While `pandas` is the industry standard for data manipulation, cleaning a dataset for machine learning often requires writing repetitive boilerplate code. **dfxpy** acts as an accelerator, automating the "grunt work" while providing intelligent diagnostics and insights.

- **Fast & Deterministic**: Optimized operations without the unpredictability of AI.
- **Production-Ready**: Type-hinted, modular, and follows PEP8 standards.
- **Lightweight**: Minimal dependencies—built on top of `pandas`, `numpy`, and `scikit-learn`.
- **Self-Contained**: Load and analyze data without needing to import multiple libraries.

---

## ✨ Key Features

### 🛠️ Auto-Pilot Cleaning (`auto`)
One-line pipeline for column normalization (snake_case), duplicate removal, smart type inference (Object → Numeric/Datetime), and missing value imputation.

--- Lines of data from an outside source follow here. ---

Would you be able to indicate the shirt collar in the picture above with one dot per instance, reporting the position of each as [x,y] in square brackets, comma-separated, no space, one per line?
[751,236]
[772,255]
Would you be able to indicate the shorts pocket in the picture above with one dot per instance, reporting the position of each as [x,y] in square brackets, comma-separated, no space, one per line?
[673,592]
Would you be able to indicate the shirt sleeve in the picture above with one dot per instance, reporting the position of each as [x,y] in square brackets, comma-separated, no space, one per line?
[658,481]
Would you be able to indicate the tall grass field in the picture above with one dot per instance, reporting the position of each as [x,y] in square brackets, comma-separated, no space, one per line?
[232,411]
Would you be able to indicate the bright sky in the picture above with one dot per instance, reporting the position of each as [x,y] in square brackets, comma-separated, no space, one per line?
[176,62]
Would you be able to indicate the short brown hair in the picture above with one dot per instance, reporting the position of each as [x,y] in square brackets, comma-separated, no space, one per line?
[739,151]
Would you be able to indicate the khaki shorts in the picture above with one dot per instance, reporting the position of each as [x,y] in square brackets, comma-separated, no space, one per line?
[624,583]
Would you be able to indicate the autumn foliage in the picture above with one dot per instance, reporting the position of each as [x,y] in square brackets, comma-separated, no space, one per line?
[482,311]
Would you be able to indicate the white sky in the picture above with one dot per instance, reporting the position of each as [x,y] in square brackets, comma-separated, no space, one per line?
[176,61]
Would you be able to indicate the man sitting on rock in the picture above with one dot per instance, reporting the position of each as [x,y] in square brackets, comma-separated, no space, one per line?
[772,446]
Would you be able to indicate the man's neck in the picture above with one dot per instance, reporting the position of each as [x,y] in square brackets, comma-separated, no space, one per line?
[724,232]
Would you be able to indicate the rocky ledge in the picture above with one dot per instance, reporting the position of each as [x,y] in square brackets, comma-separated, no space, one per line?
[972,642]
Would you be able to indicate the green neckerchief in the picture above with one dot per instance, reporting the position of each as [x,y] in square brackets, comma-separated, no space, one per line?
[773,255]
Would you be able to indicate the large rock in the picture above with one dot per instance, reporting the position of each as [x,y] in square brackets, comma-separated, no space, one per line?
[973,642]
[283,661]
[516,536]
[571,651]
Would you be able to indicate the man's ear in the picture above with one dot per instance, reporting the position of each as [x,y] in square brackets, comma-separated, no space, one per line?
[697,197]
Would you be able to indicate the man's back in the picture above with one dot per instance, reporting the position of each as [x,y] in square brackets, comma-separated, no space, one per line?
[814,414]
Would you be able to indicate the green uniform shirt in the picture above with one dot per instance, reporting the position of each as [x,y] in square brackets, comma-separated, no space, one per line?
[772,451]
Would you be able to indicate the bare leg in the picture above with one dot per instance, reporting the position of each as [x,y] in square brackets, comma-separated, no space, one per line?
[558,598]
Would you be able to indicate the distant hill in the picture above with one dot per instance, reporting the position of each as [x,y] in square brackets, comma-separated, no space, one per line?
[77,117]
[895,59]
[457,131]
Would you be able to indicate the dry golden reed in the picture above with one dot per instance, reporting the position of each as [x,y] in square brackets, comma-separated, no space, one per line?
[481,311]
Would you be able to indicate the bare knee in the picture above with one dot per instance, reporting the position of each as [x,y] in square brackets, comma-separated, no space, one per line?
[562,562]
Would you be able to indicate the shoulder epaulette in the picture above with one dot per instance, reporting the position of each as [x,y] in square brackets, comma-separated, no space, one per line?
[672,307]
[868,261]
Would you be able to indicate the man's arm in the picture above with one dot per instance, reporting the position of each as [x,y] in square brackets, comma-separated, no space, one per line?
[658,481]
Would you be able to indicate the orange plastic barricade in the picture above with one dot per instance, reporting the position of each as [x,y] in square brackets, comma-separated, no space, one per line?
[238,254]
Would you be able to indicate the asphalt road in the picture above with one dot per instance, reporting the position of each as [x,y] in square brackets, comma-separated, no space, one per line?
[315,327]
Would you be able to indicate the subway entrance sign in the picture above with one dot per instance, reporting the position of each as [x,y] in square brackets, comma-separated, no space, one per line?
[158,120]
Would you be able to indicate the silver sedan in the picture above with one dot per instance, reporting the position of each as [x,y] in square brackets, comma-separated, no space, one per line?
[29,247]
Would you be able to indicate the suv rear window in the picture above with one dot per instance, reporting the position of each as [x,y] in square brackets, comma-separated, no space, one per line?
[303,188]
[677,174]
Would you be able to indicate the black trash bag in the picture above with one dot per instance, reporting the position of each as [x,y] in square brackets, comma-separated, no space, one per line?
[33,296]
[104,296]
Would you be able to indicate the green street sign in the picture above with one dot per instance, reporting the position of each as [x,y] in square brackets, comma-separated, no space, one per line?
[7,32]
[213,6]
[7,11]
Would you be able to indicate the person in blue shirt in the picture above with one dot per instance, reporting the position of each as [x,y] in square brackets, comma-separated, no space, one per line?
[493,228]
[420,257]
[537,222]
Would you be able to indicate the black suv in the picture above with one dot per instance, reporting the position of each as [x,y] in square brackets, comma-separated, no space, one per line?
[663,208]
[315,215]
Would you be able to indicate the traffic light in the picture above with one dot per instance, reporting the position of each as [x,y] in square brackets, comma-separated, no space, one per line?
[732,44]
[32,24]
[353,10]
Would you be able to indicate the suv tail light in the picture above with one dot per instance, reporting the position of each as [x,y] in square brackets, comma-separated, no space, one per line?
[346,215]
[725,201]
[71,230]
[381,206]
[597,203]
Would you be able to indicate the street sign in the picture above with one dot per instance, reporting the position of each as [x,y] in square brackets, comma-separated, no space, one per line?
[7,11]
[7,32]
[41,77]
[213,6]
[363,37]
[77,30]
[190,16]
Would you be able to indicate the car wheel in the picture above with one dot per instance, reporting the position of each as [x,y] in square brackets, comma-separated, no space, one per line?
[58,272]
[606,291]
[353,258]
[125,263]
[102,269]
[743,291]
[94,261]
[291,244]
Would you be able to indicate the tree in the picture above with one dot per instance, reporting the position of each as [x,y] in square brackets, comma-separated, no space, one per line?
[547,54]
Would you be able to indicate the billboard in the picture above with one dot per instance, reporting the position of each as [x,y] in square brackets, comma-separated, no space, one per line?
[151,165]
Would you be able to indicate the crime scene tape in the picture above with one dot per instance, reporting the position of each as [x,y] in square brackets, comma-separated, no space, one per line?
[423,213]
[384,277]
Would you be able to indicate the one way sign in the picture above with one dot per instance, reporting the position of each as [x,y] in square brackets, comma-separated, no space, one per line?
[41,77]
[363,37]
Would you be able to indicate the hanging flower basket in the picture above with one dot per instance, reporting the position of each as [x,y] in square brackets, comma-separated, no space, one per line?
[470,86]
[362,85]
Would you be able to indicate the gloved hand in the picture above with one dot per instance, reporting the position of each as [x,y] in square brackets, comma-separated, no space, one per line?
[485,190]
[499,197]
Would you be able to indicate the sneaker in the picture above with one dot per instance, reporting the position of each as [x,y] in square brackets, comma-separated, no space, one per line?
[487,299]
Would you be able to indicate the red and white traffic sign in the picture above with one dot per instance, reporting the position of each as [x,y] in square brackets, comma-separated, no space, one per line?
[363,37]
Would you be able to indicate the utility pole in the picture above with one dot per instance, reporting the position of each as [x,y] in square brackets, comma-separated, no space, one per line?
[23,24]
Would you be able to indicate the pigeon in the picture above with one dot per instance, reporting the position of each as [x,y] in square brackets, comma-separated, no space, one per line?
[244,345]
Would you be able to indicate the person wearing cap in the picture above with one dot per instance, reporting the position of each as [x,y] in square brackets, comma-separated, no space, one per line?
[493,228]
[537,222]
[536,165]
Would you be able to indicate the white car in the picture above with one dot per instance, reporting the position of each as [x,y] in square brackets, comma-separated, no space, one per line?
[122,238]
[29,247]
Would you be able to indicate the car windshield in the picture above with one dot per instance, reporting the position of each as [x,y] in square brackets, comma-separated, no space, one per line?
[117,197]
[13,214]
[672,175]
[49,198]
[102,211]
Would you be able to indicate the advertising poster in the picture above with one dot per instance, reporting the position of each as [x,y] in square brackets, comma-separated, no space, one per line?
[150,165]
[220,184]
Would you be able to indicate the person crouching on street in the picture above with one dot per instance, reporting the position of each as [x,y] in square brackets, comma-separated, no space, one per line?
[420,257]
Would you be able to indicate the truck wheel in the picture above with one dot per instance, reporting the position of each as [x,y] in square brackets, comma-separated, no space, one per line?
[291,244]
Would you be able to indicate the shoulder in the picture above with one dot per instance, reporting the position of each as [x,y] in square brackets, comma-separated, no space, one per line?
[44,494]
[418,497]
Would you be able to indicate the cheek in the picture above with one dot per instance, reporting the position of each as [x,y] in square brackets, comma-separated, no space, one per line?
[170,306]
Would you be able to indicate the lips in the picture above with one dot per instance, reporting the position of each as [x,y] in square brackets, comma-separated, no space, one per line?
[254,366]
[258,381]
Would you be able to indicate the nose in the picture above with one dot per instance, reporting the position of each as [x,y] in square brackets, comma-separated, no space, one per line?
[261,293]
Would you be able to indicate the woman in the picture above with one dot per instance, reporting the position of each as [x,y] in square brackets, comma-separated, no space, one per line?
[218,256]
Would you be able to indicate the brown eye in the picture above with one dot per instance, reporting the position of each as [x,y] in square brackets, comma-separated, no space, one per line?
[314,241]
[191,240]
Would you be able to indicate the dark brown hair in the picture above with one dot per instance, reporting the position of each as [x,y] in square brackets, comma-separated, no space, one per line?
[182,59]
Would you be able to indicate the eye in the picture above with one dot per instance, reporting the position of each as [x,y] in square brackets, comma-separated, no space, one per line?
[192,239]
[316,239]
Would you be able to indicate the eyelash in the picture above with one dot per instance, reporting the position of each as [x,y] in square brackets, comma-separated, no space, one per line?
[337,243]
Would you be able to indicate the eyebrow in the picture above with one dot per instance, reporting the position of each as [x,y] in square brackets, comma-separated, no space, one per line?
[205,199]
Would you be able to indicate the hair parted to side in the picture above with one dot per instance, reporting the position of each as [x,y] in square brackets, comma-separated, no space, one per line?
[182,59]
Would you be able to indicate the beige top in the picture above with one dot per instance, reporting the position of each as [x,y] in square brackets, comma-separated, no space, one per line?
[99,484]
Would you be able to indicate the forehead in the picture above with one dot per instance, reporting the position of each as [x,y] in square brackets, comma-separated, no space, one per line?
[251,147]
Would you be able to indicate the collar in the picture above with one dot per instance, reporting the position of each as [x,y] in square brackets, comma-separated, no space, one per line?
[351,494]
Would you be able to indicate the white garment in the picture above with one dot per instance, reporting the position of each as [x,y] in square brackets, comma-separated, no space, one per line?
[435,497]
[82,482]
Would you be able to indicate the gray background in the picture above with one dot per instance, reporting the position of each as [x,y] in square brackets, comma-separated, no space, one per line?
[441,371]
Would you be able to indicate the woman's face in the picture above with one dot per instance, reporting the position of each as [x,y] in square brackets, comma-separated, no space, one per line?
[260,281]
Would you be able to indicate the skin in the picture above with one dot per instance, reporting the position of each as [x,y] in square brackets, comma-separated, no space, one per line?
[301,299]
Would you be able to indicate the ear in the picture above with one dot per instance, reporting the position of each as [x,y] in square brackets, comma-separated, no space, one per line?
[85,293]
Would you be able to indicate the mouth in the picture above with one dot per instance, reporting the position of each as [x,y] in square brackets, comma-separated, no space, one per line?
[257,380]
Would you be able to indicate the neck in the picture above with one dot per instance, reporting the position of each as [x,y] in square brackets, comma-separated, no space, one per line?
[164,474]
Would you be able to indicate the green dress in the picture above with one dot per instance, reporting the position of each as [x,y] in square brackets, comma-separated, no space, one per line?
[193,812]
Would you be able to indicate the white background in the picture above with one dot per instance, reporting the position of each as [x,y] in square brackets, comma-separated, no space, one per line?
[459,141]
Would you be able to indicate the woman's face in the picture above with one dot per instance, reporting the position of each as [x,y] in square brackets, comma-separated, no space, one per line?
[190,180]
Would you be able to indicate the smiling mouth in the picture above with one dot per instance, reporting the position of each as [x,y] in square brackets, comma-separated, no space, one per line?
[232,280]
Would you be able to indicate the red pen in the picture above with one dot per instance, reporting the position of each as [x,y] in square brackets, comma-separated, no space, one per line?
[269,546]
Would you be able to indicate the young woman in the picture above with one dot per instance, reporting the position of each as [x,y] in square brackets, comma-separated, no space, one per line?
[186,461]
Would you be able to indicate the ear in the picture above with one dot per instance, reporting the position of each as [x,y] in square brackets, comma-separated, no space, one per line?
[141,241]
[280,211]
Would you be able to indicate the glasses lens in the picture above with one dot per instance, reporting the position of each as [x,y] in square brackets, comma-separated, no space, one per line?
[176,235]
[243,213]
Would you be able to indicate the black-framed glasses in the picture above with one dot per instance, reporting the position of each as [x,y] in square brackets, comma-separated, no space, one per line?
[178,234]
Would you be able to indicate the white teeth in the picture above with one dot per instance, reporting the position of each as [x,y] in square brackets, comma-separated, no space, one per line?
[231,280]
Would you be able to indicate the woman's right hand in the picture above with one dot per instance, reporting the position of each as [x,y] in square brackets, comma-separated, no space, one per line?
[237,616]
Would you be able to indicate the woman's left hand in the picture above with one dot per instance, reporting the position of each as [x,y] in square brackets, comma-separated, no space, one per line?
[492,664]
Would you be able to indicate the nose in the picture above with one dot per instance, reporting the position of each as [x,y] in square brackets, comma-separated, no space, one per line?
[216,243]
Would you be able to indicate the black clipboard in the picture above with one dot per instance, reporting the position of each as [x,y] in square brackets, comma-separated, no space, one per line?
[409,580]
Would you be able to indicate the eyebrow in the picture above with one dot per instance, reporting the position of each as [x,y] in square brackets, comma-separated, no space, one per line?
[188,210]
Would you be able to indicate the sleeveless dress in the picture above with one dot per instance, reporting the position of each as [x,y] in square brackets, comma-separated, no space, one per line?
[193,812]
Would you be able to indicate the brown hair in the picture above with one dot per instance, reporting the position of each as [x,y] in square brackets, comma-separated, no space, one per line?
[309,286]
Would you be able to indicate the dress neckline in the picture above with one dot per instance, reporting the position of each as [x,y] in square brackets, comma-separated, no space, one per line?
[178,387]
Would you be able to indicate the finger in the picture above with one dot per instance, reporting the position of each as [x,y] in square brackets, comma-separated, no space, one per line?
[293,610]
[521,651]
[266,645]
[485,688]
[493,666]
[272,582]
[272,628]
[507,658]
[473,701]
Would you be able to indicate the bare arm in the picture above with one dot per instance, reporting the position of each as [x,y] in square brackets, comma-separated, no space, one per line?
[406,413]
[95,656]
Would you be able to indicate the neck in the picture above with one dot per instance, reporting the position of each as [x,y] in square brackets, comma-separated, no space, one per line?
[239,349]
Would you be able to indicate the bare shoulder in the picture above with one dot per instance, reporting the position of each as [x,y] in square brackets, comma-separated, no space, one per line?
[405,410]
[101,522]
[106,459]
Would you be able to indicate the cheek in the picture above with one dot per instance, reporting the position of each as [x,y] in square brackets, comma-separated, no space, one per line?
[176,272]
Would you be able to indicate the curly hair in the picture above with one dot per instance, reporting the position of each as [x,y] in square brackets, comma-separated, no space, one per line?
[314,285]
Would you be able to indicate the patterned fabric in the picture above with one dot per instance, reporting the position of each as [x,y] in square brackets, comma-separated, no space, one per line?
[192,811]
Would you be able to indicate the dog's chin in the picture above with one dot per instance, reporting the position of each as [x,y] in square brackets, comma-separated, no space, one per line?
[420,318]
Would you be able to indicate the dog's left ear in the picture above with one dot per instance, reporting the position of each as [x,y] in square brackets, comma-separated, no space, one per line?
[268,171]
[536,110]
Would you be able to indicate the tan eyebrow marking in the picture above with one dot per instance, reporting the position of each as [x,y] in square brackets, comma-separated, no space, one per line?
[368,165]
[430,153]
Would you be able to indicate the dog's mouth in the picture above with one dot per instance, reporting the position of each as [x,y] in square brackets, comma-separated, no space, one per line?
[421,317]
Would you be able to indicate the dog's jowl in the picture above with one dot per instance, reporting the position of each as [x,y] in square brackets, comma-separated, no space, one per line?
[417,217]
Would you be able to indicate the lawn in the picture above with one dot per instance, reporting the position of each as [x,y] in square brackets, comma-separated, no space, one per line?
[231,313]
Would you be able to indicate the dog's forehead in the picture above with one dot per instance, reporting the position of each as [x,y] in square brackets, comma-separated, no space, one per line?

### 🔍 Deep Audit (`audit`)
Intelligent dataset diagnostics that detect:
- ID-like columns (uniqueness checks)
- High cardinality categoricals
- Multicollinearity (correlated features)
- Data skewness and low-variance columns

### 🚀 ML Preparation (`prepare`)
Transform your data into `X` and `y` instantly. Automatically handles categorical target encoding (LabelEncoding), feature encoding (One-Hot), and optional scaling.

### 📉 Smart EDA (`eda`)
Generates structured, human-readable summaries of shapes, nulls, unique counts, and correlation matrices.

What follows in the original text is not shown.